The result, $20.14, is entered in box 4 of Form W-2. To figure the amount to report as Medicare tax, Donald multiplies $324.85 by the Medicare tax
rate of 1.45% (.0145). The result, $4.71, is entered in box 6 of Form W-2. Although he did not actually withhold these amounts from Lydia, he will
report these amounts as taxes withheld on Form 941 and is responsible for matching these amounts with the employer share of these taxes.
For FUTA tax and income tax withholding, Lydia's weekly wages are $324.85.
Stated pay of more than $78,405.15 in 2002.

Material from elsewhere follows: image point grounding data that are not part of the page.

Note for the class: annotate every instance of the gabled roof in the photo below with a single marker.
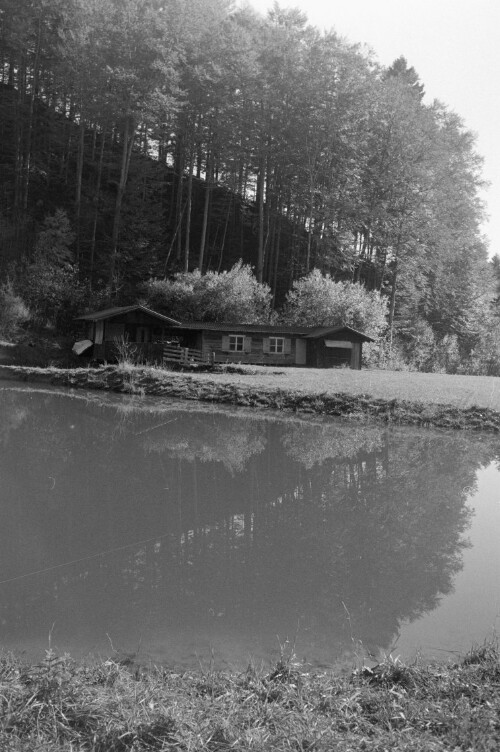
(110, 313)
(211, 326)
(308, 332)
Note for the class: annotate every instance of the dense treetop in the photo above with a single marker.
(187, 134)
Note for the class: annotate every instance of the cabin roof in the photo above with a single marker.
(328, 331)
(110, 313)
(211, 326)
(308, 332)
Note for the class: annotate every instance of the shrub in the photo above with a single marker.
(54, 294)
(13, 311)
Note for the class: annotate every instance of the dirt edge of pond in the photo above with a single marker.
(184, 386)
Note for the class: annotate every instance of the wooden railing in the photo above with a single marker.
(186, 355)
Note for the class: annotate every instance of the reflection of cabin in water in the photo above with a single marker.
(148, 331)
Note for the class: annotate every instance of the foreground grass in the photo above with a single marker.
(431, 388)
(61, 705)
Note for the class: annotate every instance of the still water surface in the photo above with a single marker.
(190, 535)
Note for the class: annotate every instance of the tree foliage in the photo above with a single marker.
(233, 296)
(188, 134)
(317, 300)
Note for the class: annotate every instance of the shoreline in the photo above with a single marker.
(113, 705)
(205, 388)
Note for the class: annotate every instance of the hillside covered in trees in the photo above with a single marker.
(143, 139)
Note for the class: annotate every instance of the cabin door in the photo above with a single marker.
(141, 334)
(300, 352)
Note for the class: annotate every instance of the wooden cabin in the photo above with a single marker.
(144, 331)
(315, 347)
(147, 332)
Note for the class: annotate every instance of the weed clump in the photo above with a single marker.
(103, 707)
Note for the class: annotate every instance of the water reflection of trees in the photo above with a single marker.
(330, 530)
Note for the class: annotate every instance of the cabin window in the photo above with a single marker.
(236, 343)
(277, 345)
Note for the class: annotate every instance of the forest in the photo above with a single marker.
(151, 149)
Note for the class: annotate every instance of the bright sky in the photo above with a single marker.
(454, 45)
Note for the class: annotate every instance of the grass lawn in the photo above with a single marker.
(436, 388)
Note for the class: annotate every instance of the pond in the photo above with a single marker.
(184, 534)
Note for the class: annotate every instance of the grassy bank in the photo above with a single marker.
(449, 402)
(107, 707)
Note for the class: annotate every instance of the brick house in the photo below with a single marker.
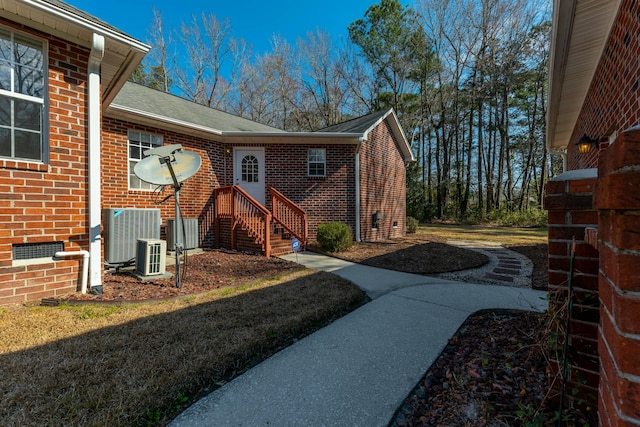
(68, 149)
(595, 98)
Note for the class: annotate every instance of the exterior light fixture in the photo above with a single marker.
(585, 144)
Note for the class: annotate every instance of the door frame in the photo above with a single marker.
(237, 158)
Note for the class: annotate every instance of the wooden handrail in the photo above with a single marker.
(236, 204)
(292, 217)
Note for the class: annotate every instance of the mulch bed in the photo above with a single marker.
(209, 270)
(415, 253)
(493, 372)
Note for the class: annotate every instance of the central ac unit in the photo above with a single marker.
(123, 227)
(151, 257)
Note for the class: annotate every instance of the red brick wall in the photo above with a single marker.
(570, 211)
(41, 203)
(330, 198)
(613, 101)
(618, 200)
(382, 186)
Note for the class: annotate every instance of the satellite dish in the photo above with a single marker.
(155, 168)
(169, 165)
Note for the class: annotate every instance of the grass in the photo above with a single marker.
(505, 235)
(141, 364)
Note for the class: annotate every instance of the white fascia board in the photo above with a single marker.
(398, 133)
(329, 138)
(128, 114)
(87, 24)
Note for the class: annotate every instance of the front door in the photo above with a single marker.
(248, 171)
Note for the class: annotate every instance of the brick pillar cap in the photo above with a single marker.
(576, 174)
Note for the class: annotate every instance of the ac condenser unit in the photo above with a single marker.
(190, 232)
(151, 257)
(122, 229)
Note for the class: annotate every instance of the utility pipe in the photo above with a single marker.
(357, 189)
(93, 153)
(85, 265)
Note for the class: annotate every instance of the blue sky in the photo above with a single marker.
(256, 21)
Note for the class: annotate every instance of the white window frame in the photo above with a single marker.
(313, 159)
(137, 143)
(14, 96)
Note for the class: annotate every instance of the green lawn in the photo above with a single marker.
(506, 235)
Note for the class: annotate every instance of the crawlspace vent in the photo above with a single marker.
(36, 250)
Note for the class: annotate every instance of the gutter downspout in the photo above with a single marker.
(94, 111)
(357, 173)
(85, 265)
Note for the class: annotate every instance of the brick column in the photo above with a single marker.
(569, 202)
(617, 197)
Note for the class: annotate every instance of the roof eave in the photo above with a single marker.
(122, 52)
(579, 36)
(398, 133)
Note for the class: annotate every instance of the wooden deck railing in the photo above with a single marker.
(289, 215)
(236, 204)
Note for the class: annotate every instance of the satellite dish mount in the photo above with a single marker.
(170, 165)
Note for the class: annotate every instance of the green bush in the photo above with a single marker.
(412, 225)
(334, 236)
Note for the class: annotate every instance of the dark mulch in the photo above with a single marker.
(415, 253)
(212, 269)
(493, 372)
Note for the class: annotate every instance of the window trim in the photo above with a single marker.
(152, 187)
(323, 163)
(45, 143)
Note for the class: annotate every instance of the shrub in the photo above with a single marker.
(412, 225)
(334, 236)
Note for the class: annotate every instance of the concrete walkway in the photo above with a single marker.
(358, 370)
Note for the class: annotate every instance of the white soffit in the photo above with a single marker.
(580, 33)
(122, 52)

For an employee with stated pay of more than $78,405.15 in 2002, the correct social security wage amount is $84,900 (the first $78,405.15 of wages
× .9235). The stated pay in excess of $78,405.15 is not subject to social security tax because the tax only applies to the first $84,900 of
wages (stated pay plus employer-paid employee taxes). Enter $84,900 in box 3 of Form W-2. The social security tax to enter in box 4 is $5,263.80
(84,900 x .062).
To figure the correct Medicare wages to enter in box 5 of Form W-2, subtract $78,405.15 from the stated pay. Divide this amount by .9855 (1 -
.0145) and add $84,900. For example, if stated pay is $100,000, the correct Medicare wages are figured as follows:
- $100,000 - $78,405.15 = $21,594.85
- $21,594.85 × .9855 = $21,912.58
- $21,912.58 + $84,900 = $106,812.58
The Medicare wages are $106,812.58. Enter this amount in box 5 of Form W-2. The Medicare tax to enter in box 6 is $1,548.78 ($106,812.58 ×
.0145).
Although these employment tax amounts are not actually withheld, report them as withheld on Form 941, and pay this amount as the employer's share
of the social security and Medicare taxes. If the wages for income tax purposes in the preceding example are the same as for social security and
Medicare purposes, the correct wage amount for income tax withholding is $106,812.58 ($100,000 + $5,263.80 + $1,548.78), which is included in box 1 of
Form W-2.
International Social Security Agreements
The United States has social security agreements with many countries to eliminate dual taxation and coverage under two social security systems.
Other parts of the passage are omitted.